The Power of Words

The Power of Words


As a writing instructor for almost 25 years I know the power of words. And as a columnist – an opinion writer with a public platform – I try my best to not be reckless with that responsibility. I keep three quotes in front of me when I sit at my desk to write:

  • “Columnists are supposed to be truth tellers – literary private eyes working for the public good.”
  • “Use the power of the pen for serious thought and purposeful action.”
  • “Revel in the power of stories to change the world.”
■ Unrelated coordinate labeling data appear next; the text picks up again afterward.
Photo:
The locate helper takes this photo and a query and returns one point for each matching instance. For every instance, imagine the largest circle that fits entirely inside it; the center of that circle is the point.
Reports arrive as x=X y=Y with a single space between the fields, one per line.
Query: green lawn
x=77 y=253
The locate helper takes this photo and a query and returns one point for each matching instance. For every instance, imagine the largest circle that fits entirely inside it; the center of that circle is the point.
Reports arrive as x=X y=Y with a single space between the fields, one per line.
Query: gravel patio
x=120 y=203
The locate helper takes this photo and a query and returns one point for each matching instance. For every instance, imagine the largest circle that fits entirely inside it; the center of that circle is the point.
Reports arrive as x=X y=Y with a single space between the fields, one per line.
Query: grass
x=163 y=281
They serve as reminders of the power of our words in the public realm, something that I see has been exploited by so many individuals in the public today, from politicians to activists to media personalities. The words have not changed – as my friend recently said to me, we’ve always had hate speech and violent rhetoric – but now the ability to make corrosive statements and share them quickly on a global scale is unmatched by any time in human history. One tweet on Twitter can incite a riot; one You Tube video can spark a mass shooting; and a Facebook post of divisive rhetoric can serve as an impetus for a heinous act of terrorism. Something that was on my mind last week as I watched the aftermath of the carnage in Nice and held my breath with the news of the shooting and killing of several police officers in Baton Rouge.
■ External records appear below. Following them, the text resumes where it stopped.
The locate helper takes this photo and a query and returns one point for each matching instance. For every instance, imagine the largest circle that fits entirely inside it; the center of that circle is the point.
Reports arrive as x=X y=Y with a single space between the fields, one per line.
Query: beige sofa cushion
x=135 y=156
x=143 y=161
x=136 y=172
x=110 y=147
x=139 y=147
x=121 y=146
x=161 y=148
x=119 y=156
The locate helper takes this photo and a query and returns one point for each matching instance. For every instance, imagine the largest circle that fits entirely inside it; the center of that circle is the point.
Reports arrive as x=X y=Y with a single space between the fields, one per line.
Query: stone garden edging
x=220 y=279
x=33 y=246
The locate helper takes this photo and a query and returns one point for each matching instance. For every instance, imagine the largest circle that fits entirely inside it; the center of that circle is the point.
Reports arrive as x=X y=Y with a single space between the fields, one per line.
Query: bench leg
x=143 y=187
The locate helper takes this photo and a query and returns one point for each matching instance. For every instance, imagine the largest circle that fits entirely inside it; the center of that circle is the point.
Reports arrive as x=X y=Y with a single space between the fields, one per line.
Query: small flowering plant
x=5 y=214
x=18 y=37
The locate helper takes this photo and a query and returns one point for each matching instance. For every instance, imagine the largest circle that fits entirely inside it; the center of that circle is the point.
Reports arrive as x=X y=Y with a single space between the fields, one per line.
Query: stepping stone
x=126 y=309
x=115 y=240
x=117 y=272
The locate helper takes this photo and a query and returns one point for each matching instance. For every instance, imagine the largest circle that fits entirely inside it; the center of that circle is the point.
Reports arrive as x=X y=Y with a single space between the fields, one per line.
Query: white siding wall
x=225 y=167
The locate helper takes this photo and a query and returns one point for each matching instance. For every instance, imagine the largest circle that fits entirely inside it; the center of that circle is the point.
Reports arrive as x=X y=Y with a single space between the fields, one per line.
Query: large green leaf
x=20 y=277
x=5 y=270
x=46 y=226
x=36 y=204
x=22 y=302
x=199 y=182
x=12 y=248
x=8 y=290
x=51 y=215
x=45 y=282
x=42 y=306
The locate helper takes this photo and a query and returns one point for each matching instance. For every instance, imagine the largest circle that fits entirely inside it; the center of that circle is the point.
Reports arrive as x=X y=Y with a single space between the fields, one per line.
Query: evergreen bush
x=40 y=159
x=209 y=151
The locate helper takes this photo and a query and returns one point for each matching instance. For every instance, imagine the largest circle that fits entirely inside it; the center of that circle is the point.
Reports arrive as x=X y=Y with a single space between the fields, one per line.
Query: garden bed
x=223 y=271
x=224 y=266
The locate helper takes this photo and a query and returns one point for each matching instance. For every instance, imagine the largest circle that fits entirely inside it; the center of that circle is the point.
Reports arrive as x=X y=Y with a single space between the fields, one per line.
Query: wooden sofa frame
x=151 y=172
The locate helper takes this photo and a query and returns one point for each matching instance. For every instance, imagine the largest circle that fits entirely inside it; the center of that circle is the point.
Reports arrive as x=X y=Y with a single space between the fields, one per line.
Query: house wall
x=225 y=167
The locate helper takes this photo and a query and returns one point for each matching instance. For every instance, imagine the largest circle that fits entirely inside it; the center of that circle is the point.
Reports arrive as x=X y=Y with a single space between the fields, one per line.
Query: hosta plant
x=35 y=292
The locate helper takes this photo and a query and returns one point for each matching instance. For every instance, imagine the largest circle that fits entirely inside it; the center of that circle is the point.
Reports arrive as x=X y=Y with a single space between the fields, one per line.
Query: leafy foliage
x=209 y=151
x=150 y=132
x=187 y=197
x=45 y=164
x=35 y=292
Our rhetoric is a powerful weapon, and words can be used to unite or divide…build-up or tear down…affirm or destroy. My parents always taught me to choose my words carefully, to think before I speak, and that the words I use cannot be taken back once they have been spoken. You can apologize, but what is said cannot be unsaid and it cannot be unheard.
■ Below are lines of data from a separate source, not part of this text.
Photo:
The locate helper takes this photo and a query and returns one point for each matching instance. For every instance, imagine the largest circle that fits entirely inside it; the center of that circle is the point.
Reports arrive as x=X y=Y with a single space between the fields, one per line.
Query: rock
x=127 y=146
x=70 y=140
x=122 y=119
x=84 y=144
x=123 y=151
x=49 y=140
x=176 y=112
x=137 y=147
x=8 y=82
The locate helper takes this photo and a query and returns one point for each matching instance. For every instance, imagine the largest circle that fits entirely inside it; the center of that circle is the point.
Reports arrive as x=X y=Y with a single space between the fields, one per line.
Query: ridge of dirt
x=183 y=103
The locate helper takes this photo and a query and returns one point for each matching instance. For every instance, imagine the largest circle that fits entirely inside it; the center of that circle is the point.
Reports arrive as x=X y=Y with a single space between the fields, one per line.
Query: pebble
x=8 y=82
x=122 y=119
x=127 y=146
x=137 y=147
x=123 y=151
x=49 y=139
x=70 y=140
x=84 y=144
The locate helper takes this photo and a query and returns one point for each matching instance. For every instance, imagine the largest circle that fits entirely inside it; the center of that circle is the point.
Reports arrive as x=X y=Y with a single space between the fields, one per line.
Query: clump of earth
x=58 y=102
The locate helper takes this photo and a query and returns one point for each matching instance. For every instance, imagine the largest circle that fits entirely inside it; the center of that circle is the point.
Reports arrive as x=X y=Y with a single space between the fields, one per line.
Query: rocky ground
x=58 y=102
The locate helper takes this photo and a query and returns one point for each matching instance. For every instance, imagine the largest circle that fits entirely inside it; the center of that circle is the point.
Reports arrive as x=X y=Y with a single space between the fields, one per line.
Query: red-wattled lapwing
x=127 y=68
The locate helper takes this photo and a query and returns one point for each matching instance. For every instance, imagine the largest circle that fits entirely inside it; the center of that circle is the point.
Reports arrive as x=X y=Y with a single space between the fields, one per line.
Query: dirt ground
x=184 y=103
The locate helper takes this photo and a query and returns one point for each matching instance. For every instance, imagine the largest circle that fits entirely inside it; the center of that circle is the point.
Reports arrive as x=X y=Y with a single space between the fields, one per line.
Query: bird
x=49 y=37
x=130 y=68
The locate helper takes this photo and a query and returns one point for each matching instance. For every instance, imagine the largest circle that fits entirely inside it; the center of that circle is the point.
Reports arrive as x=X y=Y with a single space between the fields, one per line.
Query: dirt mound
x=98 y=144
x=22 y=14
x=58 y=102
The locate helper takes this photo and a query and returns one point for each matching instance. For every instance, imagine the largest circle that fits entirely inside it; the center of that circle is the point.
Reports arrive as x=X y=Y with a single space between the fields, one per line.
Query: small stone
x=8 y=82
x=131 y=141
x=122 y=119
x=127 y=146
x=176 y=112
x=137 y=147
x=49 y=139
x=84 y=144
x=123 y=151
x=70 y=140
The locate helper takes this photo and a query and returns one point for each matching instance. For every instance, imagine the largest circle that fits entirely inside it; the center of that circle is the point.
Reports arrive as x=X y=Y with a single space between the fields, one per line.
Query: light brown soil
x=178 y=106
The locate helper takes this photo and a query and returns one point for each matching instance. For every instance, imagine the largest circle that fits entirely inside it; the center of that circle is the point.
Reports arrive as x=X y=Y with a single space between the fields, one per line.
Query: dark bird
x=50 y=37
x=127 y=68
This week the Republican Convention is being held in Cleveland and next week the Democratic Convention will take place in Philadelphia. There will be many speeches given – many words spoken – some will be original, others, as we have already seen, will be borrowed words and phrases. (What did Oscar Wilde say? “Imitation is the sincerest form of flattery…that mediocrity can pay to greatness.”) Both parties will present platforms that speak to their values and vision for the country. As engaged citizens we must listen to those words and evaluate if they speak to an inclusive society, if they unite us as a nation, and if they present a vision of progressive global leadership. We cannot forget that “our word is our bond,” as First Lady Michelle Obama reminded us around this time eight years ago, and our words have power.